I understand the need to take training seriously, and the need for professional dress and appearance, in order to maintain unit cohesion and a level of competence. However, speaking as the wife of a (now-former) national guardsman, part of the reason that the troops are inattentive and shabby is because at least for us the armed forces, and the national guard in particular, are inefficiently run. This is merely our experience, and not indicative of the whole culture. However, most weekends, my husband and his colleagues would arrive, go through inspection, and then sit around for 4 or 5 hours while someone tried to figure out what they were supposed to be doing. For men and women who come from the civilian world where that kind of disorganization would result in firing, it’s difficult to respect the system.

Now, before anyone jumps down my throat about this, I totally respect what the Guard does, and I—mostly——willingly gave up my husband for the year of his deployment. However, there has got to be a more efficient way of doing things. Even the Family Resource meetings were poorly organized, overly repetitive, and usually unhelpful.

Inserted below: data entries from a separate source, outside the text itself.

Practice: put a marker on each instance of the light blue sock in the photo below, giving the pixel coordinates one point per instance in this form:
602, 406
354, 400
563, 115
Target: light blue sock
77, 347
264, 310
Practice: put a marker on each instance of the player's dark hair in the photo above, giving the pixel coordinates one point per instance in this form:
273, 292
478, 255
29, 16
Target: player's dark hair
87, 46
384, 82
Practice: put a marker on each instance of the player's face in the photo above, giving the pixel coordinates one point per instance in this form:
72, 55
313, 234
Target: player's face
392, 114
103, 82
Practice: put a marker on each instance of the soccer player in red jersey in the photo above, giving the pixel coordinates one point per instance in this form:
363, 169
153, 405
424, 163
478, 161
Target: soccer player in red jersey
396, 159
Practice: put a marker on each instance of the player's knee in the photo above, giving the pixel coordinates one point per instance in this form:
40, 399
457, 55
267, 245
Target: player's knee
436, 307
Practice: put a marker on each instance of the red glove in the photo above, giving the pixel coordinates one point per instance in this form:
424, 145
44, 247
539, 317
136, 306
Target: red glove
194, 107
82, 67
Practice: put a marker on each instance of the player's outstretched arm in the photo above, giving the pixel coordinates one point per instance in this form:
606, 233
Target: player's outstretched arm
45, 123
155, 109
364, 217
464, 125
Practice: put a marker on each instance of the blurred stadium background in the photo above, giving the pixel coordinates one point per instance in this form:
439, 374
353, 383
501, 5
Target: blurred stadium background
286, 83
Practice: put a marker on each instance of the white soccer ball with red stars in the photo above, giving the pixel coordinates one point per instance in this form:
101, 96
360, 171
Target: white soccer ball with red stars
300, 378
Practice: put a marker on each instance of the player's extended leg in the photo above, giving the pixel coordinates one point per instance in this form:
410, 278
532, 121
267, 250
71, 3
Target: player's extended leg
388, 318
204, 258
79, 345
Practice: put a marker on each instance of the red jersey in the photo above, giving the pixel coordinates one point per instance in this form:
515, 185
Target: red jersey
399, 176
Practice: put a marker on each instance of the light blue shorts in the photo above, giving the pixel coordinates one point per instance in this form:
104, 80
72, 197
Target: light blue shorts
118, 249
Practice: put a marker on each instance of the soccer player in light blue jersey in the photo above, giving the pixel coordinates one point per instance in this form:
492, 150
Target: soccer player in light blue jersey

Regarding the OP’s idea of requiring inattentive members to take the training on their own time, it seems like it would work to me. Many of the training sessions my husband went through during regular weekends and before their deployment were just a series of powerpoint slides, which he could have gone through more thoroughly and efficiently on his own time. I feel like the weekend time should be devoted to hands-on exercises that need to be done as a group, rather than lectures that could be read through on one’s own.

CaptainHarley's avatar

That’s why the military still uses Article 15, non-judicial punishment.